Si la réforme des retraites voulue par le président de la République est l'occasion de progresser ensemble sur cet enjeu de société, tel que nous le présentent les cinq ministres, il n'est pas envisageable que ce progrès se fasse aux détriments des femmes et dans une querelle de chiffres où l'on tendrait à opposer les salariés entre eux.

Quant à la proposition de réserver la possibilité d'obtenir la pension au taux plein à 65 ans aux seules mères de trois enfants, elle renoue avec une politique de protection et une tentation nataliste dont la France semble avoir du mal à se débarrasser. Pourquoi les seules mères de trois enfants ? Quid de celles qui ont eu deux enfants et dont la carrière a également été entravée ? Quid des femmes seules avec un seul enfant dont on sait qu'elles sont surreprésentées parmi les bas salaires ?

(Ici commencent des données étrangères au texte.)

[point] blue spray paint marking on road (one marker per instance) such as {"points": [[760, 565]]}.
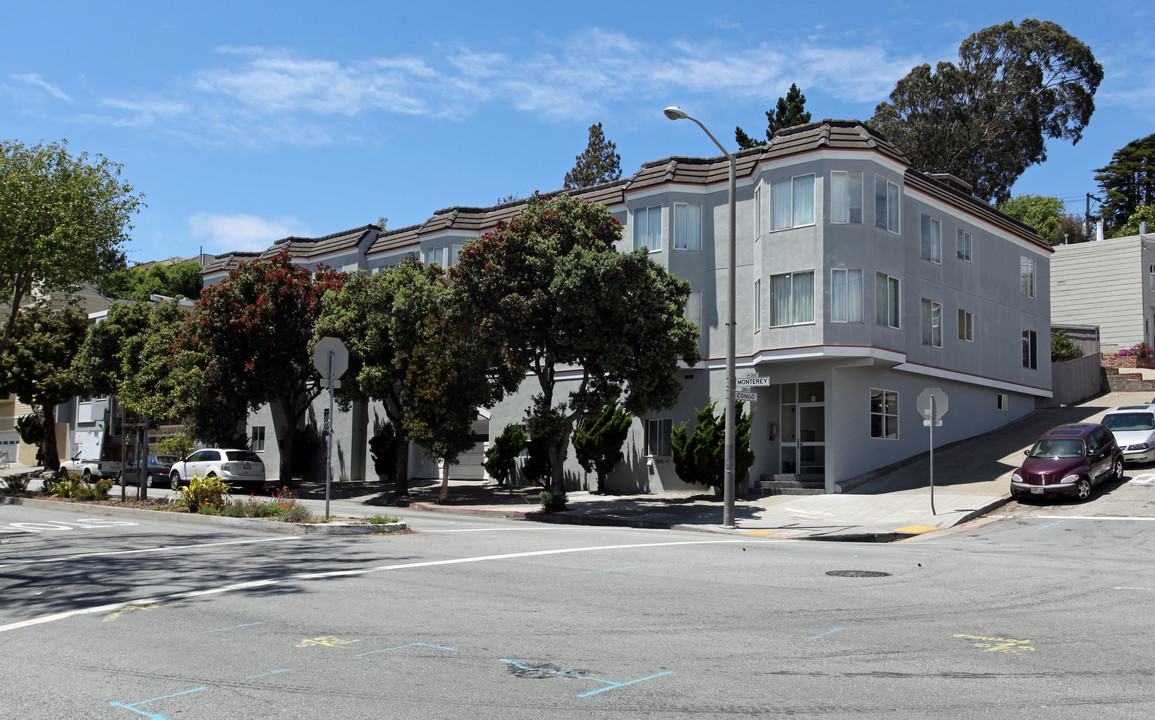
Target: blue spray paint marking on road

Les ministres signataires de la tribune du Monde se disaient particulièrement attentifs à la situation des femmes les plus modestes. Ce souci a-t-il disparu ?

Le laboratoire de l'égalité est une association créée en 2010 et qui vise à promouvoir l'égalité professionnelle entre hommes et femmes. Il réunit notamment: Pascal Bernard (vice-président de l’ANDRH), Armelle Carminati (présidente du réseau Accent sur elles), Cécile Daumas (journaliste), Dominique Méda (sociologue), Sabine Salmon (Présidente de Femmes solidaires), Rachel Silvera (économiste), Nathalie Tournyol du Clos (présidente d’une association de femmes hauts fonctionnaires), Olga Trostiansky (présidente de la Coordination française pour le lobby européen des femmes), Caroline de Haas (présidente d'Osez le féminisme)...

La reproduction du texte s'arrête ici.